Für den Fall, dass es zu einer größeren Eskalation kommt – bspw. wenn Israels rechte Regierung beschließt, »Präventivschläge« im Libanon oder dem Iran durchzuführen – ist der westliche Aufmarsch im Roten Meer dann mitten im Geschehen. Die Gefahr steigt, dass die Kriegsschiffe – gewollt oder ungewollt – in Kampfhandlungen größeren Ausmaßes verwickelt werden.
Das Rote Meer ist der Nabel imperialer Großmachtinteressen. Um die Welt von Deutschlands »Kriegstüchtigkeit« zu überzeugen, betreibt die Bundesregierung mit der geplanten Entsendung von Kriegsschiffen in eben diese Region ein gefährliches Spiel mit dem Feuer.
Erinnerungen an die zweite Marokkokrise am Vorabend des Ersten Weltkriegs werden wach, als das deutsche Kaiserreich in einer waghalsigen Entsendung eines Kriegsschiffs vor der Küste Marokkos in französisches Einflussgebiet eindrang, um Frankreich Kolonien in Westafrika abzutrotzen. Das Manöver wurde mit deutschen Handelsinteressen in Marokko begründet. Als Reaktion gegen die drohende Weltkriegsgefahr gingen am 3.September 1911 200000 Arbeiterinnen und Arbeiter im Berliner Treptower Park auf die Straße. Das Kaiserreich musste vorerst vorsichtiger agieren.

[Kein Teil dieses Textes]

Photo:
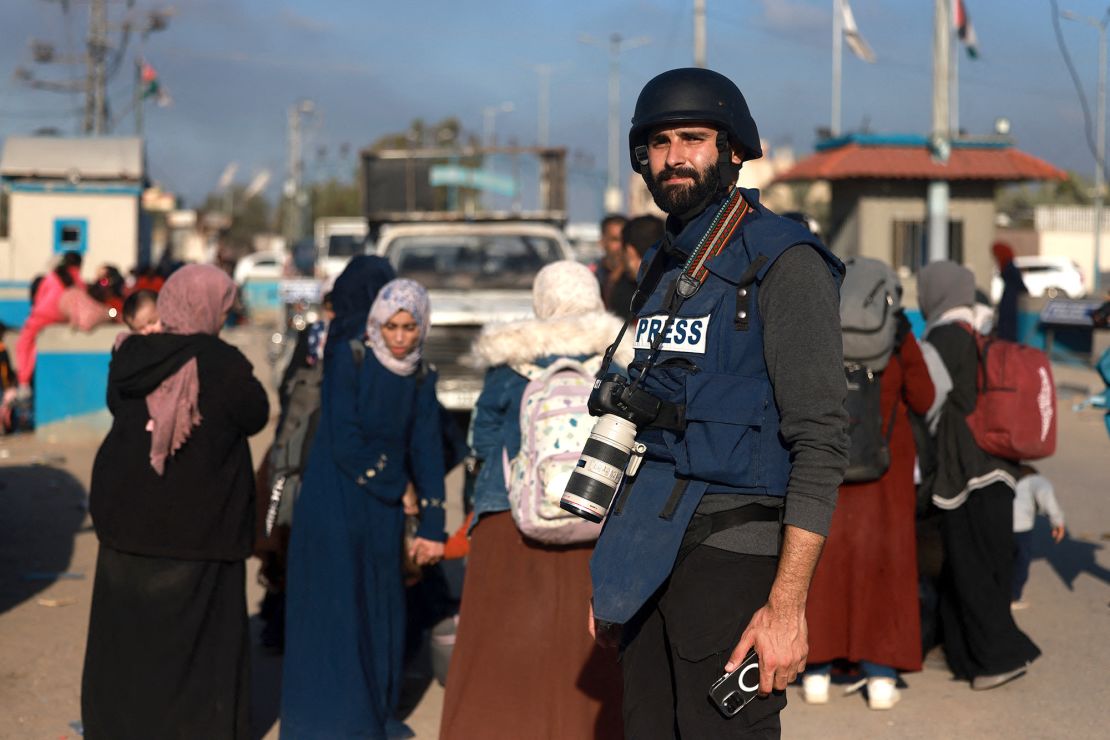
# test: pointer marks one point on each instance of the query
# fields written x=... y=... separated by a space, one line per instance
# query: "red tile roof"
x=857 y=161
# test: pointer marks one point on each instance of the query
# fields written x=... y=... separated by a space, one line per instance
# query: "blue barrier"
x=71 y=372
x=261 y=295
x=1071 y=345
x=14 y=302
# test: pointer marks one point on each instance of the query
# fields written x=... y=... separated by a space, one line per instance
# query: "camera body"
x=614 y=394
x=612 y=450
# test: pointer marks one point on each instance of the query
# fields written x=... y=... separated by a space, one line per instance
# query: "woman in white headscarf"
x=522 y=641
x=345 y=614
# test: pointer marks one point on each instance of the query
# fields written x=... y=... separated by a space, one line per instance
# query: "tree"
x=334 y=198
x=249 y=215
x=444 y=134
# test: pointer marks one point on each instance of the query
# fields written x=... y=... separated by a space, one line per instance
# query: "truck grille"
x=448 y=348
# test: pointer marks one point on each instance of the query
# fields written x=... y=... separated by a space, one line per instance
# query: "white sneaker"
x=815 y=688
x=881 y=692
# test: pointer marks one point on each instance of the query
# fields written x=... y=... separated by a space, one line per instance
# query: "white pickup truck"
x=475 y=272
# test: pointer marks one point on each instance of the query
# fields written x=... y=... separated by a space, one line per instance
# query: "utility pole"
x=614 y=194
x=545 y=92
x=699 y=33
x=96 y=94
x=295 y=198
x=940 y=139
x=1100 y=143
x=837 y=62
x=138 y=97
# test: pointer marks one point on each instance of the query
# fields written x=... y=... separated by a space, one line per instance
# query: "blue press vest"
x=712 y=361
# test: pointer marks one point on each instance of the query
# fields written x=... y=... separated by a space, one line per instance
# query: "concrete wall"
x=864 y=212
x=112 y=231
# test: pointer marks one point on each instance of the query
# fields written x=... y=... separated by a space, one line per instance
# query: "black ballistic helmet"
x=690 y=95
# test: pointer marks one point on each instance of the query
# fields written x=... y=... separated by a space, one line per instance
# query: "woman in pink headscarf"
x=172 y=503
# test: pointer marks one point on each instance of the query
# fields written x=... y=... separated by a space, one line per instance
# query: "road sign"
x=453 y=174
x=1069 y=313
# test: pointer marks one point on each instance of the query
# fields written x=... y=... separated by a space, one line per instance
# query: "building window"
x=911 y=244
x=71 y=235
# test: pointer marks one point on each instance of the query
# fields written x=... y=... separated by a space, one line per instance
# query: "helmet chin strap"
x=729 y=171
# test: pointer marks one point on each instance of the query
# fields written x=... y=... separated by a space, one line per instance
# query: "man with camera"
x=729 y=433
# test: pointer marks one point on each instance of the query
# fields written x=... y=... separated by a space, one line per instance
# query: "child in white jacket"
x=1032 y=494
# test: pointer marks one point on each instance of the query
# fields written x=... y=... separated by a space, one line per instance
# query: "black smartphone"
x=733 y=691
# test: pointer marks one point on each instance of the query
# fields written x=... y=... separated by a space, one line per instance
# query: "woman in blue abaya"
x=379 y=429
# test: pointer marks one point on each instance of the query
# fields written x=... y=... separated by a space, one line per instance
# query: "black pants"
x=678 y=644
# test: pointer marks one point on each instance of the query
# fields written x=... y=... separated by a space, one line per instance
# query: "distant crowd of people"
x=733 y=452
x=173 y=500
x=62 y=296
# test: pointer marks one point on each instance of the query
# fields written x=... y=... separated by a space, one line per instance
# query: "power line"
x=1079 y=88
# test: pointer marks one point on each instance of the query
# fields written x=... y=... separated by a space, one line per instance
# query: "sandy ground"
x=48 y=558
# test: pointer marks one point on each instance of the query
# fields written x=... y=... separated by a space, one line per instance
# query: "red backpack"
x=1015 y=413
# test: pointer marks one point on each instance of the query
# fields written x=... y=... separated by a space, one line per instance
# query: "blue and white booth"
x=69 y=194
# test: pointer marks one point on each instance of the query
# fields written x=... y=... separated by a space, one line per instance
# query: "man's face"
x=632 y=261
x=683 y=164
x=611 y=242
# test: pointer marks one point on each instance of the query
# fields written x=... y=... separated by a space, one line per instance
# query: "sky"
x=234 y=67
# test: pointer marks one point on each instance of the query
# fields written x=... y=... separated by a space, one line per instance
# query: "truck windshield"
x=344 y=245
x=472 y=261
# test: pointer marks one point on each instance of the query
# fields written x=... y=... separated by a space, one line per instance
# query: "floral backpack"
x=554 y=427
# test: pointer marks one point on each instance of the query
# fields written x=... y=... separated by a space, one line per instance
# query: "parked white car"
x=260 y=265
x=475 y=272
x=1056 y=277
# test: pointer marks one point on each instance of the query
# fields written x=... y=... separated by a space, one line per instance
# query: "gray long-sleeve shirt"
x=800 y=311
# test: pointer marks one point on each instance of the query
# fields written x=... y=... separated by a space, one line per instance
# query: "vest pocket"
x=725 y=416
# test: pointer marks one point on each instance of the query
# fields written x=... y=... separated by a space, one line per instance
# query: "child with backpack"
x=974 y=489
x=1033 y=494
x=521 y=641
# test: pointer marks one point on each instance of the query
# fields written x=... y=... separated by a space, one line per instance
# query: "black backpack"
x=869 y=434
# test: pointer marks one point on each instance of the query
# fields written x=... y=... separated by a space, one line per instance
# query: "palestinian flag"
x=851 y=34
x=151 y=84
x=965 y=30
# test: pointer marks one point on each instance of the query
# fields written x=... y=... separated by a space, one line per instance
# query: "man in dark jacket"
x=637 y=237
x=1013 y=287
x=738 y=338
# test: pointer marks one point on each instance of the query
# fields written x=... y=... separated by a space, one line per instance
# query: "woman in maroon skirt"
x=864 y=601
x=524 y=665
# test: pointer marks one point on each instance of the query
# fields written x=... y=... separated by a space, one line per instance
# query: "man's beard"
x=688 y=200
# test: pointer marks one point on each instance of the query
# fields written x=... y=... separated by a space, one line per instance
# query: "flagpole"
x=955 y=102
x=138 y=97
x=937 y=199
x=837 y=43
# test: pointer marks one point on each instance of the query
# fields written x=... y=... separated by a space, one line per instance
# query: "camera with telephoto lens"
x=612 y=448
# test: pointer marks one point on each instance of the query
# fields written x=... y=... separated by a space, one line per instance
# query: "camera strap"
x=688 y=282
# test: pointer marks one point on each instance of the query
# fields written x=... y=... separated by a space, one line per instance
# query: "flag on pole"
x=851 y=34
x=152 y=85
x=966 y=31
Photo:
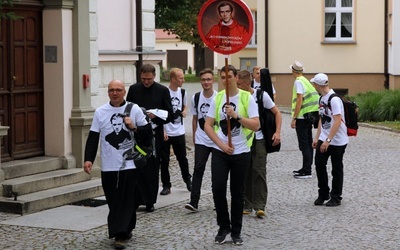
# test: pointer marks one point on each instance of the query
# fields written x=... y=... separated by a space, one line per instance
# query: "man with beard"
x=151 y=95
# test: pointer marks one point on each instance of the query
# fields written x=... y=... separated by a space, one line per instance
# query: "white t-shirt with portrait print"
x=176 y=127
x=201 y=112
x=340 y=138
x=238 y=138
x=115 y=139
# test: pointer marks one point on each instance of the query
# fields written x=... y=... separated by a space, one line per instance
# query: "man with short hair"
x=304 y=105
x=118 y=175
x=199 y=107
x=330 y=141
x=256 y=190
x=231 y=153
x=227 y=34
x=151 y=95
x=174 y=133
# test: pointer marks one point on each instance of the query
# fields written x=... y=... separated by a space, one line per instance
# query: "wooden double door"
x=21 y=84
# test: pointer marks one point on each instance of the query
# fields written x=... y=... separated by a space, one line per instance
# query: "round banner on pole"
x=225 y=27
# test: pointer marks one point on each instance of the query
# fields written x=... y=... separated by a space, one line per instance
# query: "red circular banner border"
x=201 y=21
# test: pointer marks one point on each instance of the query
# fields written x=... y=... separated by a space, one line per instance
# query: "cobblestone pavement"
x=367 y=219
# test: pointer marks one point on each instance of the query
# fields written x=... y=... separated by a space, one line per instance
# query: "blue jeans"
x=201 y=154
x=222 y=165
x=179 y=146
x=304 y=137
x=321 y=159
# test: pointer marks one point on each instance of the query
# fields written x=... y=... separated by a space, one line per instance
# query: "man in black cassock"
x=151 y=95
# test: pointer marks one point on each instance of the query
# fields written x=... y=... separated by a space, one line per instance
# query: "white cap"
x=320 y=79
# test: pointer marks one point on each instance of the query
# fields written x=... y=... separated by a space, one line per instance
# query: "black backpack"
x=350 y=114
x=267 y=124
x=143 y=146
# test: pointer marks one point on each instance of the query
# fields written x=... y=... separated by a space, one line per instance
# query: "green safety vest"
x=243 y=106
x=310 y=98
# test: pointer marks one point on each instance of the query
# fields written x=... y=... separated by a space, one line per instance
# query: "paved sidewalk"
x=367 y=219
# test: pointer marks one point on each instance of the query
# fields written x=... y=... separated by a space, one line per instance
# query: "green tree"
x=179 y=17
x=7 y=14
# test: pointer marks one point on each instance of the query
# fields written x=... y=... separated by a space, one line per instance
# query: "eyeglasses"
x=229 y=76
x=115 y=90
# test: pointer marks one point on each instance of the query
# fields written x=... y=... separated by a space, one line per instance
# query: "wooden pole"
x=227 y=100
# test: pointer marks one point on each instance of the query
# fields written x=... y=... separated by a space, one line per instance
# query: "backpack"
x=350 y=114
x=196 y=100
x=267 y=124
x=142 y=147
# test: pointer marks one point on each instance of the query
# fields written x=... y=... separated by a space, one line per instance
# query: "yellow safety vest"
x=243 y=106
x=310 y=98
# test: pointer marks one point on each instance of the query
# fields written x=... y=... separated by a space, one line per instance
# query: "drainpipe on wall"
x=139 y=38
x=386 y=57
x=266 y=34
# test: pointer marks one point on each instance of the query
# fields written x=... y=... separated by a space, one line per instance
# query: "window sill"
x=338 y=42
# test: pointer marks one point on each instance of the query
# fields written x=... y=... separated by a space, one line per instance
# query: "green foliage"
x=7 y=15
x=379 y=106
x=179 y=17
x=192 y=78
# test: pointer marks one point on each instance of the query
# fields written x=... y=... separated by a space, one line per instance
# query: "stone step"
x=38 y=182
x=50 y=198
x=41 y=164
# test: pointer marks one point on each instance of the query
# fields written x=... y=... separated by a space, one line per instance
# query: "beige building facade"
x=355 y=44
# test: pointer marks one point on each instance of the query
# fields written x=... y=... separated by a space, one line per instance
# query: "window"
x=339 y=20
x=253 y=40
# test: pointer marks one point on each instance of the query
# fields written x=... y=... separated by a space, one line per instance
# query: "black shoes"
x=191 y=207
x=189 y=185
x=320 y=201
x=222 y=233
x=237 y=240
x=297 y=171
x=303 y=175
x=149 y=208
x=165 y=191
x=333 y=202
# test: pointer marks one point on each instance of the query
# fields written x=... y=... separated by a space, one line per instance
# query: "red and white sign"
x=225 y=27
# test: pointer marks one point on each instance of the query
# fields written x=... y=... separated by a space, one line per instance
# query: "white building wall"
x=296 y=33
x=394 y=46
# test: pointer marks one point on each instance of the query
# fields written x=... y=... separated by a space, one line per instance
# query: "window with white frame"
x=339 y=20
x=253 y=40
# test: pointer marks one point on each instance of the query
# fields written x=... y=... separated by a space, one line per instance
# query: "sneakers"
x=149 y=208
x=260 y=213
x=302 y=175
x=165 y=191
x=237 y=240
x=333 y=202
x=320 y=201
x=189 y=185
x=247 y=211
x=119 y=244
x=191 y=207
x=222 y=233
x=297 y=171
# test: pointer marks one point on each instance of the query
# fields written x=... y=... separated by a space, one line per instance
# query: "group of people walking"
x=225 y=124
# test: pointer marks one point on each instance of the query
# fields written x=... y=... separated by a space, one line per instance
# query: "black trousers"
x=321 y=159
x=304 y=137
x=178 y=144
x=223 y=165
x=119 y=189
x=201 y=154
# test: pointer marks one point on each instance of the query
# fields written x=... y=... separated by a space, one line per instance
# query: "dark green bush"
x=378 y=106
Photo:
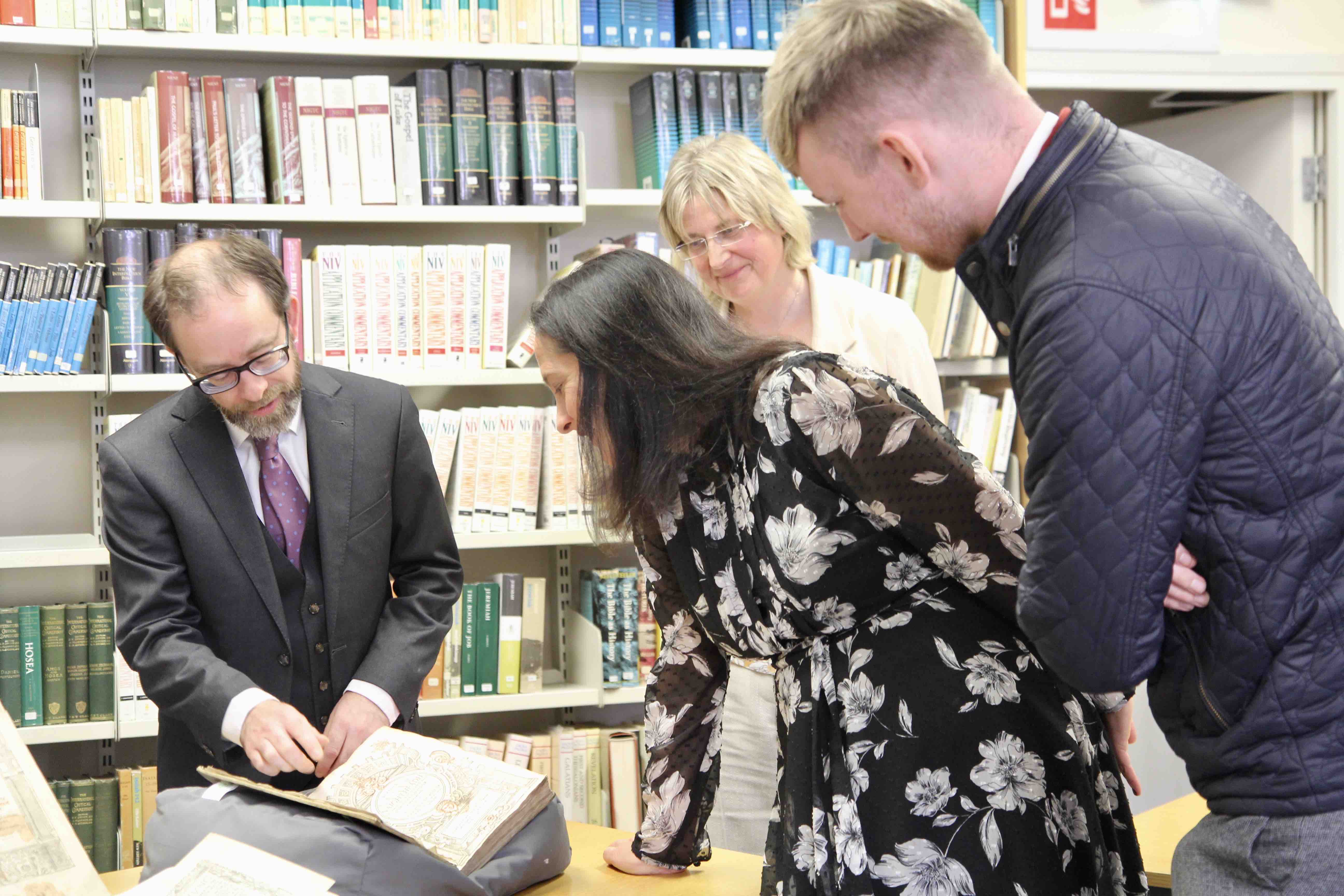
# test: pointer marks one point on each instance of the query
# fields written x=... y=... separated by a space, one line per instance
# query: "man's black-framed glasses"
x=264 y=365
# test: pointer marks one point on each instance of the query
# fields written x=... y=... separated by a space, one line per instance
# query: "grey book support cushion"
x=362 y=859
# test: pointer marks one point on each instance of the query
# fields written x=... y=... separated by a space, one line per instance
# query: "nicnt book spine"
x=407 y=146
x=124 y=288
x=436 y=308
x=77 y=661
x=470 y=164
x=495 y=313
x=436 y=138
x=373 y=121
x=199 y=156
x=175 y=162
x=245 y=136
x=566 y=138
x=217 y=140
x=537 y=107
x=342 y=140
x=502 y=127
x=312 y=140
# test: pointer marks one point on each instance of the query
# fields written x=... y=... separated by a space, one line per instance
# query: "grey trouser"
x=1236 y=855
x=746 y=764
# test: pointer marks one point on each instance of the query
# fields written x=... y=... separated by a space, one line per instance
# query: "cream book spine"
x=522 y=463
x=436 y=308
x=331 y=299
x=384 y=307
x=502 y=488
x=342 y=142
x=407 y=146
x=359 y=307
x=475 y=304
x=374 y=127
x=445 y=446
x=461 y=492
x=495 y=313
x=401 y=307
x=458 y=312
x=573 y=481
x=306 y=273
x=416 y=296
x=312 y=140
x=483 y=504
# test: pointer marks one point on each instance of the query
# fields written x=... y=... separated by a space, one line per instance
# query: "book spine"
x=104 y=825
x=242 y=115
x=502 y=128
x=103 y=684
x=468 y=601
x=407 y=146
x=470 y=166
x=566 y=138
x=77 y=663
x=175 y=162
x=30 y=648
x=11 y=664
x=436 y=138
x=130 y=338
x=374 y=128
x=538 y=113
x=53 y=620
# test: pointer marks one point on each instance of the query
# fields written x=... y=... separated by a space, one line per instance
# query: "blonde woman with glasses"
x=729 y=212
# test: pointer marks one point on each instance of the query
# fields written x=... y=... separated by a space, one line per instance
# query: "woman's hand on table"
x=621 y=858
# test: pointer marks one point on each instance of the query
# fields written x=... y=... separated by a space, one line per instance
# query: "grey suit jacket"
x=198 y=609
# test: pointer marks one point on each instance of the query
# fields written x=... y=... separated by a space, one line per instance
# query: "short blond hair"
x=732 y=175
x=842 y=56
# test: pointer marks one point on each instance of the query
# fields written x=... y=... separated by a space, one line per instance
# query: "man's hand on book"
x=621 y=858
x=277 y=739
x=354 y=719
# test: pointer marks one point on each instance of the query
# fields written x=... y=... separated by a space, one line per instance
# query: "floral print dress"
x=924 y=749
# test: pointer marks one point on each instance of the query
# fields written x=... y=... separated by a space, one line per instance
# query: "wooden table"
x=1160 y=829
x=736 y=874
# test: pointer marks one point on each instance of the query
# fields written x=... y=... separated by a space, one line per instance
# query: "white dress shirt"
x=1029 y=156
x=293 y=448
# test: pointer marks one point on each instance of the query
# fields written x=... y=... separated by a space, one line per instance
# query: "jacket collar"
x=988 y=267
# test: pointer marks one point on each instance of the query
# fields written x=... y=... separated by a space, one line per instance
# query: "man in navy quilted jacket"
x=1179 y=375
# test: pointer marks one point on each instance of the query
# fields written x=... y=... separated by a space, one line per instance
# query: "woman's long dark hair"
x=662 y=374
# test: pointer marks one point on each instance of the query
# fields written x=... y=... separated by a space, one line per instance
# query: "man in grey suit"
x=255 y=522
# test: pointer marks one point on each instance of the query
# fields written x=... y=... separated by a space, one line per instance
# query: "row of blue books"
x=46 y=315
x=705 y=25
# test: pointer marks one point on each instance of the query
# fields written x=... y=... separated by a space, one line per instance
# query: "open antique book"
x=224 y=867
x=459 y=807
x=39 y=852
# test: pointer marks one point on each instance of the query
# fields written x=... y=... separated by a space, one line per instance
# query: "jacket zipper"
x=1046 y=187
x=1199 y=680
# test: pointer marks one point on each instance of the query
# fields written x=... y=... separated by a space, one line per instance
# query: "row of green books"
x=616 y=601
x=92 y=807
x=57 y=664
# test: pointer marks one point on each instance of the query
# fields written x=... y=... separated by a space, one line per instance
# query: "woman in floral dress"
x=794 y=507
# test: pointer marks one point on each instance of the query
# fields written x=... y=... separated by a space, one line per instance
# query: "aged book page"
x=459 y=807
x=224 y=867
x=39 y=852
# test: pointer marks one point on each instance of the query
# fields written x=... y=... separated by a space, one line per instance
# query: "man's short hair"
x=179 y=284
x=839 y=56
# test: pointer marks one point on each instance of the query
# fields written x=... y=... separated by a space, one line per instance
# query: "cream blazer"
x=874 y=330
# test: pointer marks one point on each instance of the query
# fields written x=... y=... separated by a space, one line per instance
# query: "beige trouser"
x=748 y=764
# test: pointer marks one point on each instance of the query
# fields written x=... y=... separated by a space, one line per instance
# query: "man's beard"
x=273 y=424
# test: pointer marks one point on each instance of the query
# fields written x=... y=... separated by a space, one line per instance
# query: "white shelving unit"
x=39 y=551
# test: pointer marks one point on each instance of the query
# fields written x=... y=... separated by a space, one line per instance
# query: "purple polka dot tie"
x=284 y=507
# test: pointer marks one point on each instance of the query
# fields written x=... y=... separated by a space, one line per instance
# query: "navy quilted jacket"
x=1179 y=375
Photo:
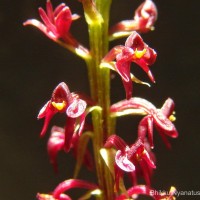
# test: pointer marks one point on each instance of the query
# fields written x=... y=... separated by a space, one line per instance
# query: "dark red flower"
x=143 y=21
x=56 y=143
x=135 y=50
x=145 y=16
x=160 y=118
x=56 y=23
x=58 y=193
x=148 y=191
x=130 y=158
x=63 y=101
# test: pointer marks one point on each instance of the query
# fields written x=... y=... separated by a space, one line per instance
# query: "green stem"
x=97 y=17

Der Schlüssel zur Deeskalation liegt in Tel Aviv. Je länger die Flächenbombardements auf Wohnviertel im Gazastreifen andauern, je mehr Menschen sterben, desto höher die Wahrscheinlichkeit eines Flächenbrands im Nahen Osten.
Statt Israel mittels Diplomatie und der Einstellung von Waffen- und Munitionslieferungen zu einem Waffenstillstand zu bewegen, wie es 153 Staaten in der UN-Vollversammlung fordern, geht die Bundesregierung mit der Entsendung von Kriegsschiffen einen anderen Weg. Das Pulverfass im Nahen Osten bekäme damit eine weitere Zündschnur. Es ist die Aufgabe der gesellschaftlichen Linken und der Antikriegsbewegung, die Ampelregierung an ihrem Vorhaben zu hindern.

Der Autor ist aktiv in der LINKEN und in der Antikriegsbewegung in Düsseldorf.